Streaming output

This topic describes how to stream real-time responses from the Cortex Code Agent SDK.

By default, the SDK yields complete AssistantMessage objects after the model finishes generating each response. To receive incremental updates as text and thinking blocks are generated, enable partial message streaming by setting includePartialMessages (TypeScript) or include_partial_messages (Python) to true.

When partial messages are enabled, Cortex Code emits StreamEvent objects for partial text and thinking content.

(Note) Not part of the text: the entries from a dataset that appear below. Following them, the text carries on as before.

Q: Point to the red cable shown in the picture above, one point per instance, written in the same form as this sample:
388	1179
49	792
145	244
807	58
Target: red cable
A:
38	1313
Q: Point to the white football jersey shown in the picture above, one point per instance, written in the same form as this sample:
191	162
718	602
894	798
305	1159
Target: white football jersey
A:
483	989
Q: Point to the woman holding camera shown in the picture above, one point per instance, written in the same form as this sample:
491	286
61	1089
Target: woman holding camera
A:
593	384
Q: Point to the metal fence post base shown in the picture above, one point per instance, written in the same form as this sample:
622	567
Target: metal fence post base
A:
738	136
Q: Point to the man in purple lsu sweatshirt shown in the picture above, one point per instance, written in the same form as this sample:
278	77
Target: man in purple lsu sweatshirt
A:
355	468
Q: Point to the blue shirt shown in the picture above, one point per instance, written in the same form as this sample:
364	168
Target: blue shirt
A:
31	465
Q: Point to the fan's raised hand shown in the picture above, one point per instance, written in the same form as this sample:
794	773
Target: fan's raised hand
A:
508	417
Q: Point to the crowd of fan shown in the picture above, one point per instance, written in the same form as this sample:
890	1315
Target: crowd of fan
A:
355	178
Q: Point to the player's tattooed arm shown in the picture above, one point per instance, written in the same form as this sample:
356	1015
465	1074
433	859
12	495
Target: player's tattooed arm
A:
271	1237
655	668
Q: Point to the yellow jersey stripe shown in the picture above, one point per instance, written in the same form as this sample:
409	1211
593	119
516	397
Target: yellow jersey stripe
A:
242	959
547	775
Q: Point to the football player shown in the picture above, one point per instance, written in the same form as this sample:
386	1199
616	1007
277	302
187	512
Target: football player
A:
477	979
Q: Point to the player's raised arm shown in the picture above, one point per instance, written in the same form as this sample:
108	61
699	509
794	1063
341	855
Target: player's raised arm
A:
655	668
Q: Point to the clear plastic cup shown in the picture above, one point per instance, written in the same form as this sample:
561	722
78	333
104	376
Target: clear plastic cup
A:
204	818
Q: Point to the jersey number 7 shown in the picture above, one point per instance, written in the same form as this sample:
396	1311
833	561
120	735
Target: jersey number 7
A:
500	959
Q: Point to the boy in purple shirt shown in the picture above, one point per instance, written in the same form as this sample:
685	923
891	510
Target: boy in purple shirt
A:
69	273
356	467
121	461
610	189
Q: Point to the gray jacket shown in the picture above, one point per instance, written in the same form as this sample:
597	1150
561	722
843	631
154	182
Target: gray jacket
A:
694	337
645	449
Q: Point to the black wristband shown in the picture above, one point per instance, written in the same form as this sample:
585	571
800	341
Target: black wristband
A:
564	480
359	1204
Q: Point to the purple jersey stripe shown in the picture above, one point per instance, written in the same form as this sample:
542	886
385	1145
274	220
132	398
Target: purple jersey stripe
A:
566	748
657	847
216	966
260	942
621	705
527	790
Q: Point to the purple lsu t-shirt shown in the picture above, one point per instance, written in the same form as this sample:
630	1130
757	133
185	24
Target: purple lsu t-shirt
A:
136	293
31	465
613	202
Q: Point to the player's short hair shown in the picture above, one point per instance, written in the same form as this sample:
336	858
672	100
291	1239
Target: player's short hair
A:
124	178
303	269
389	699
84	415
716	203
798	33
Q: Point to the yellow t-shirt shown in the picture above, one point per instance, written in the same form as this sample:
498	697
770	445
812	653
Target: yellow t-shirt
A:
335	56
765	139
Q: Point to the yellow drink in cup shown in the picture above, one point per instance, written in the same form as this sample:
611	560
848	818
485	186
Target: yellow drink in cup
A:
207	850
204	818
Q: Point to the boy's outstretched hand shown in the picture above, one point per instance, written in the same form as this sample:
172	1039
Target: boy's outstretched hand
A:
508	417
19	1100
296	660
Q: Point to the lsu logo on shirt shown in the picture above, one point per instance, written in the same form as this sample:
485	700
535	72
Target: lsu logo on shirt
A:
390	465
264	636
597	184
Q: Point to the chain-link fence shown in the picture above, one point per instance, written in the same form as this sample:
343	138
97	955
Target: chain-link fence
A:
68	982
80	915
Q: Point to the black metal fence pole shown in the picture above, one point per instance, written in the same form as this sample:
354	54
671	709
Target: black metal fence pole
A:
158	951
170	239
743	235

Complete tool calls still arrive as AssistantMessage objects, and tool results still arrive as UserMessage objects.

Enable streaming output

When enabled, the SDK yields StreamEvent messages containing partial streaming events, in addition to the usual AssistantMessage, UserMessage, and ResultMessage objects. Your code needs to:

  1. Check each message’s type to distinguish StreamEvent from other types.

  2. For StreamEvent, extract the event field and check its type.

  3. Look for content_block_delta events where delta.type is text_delta.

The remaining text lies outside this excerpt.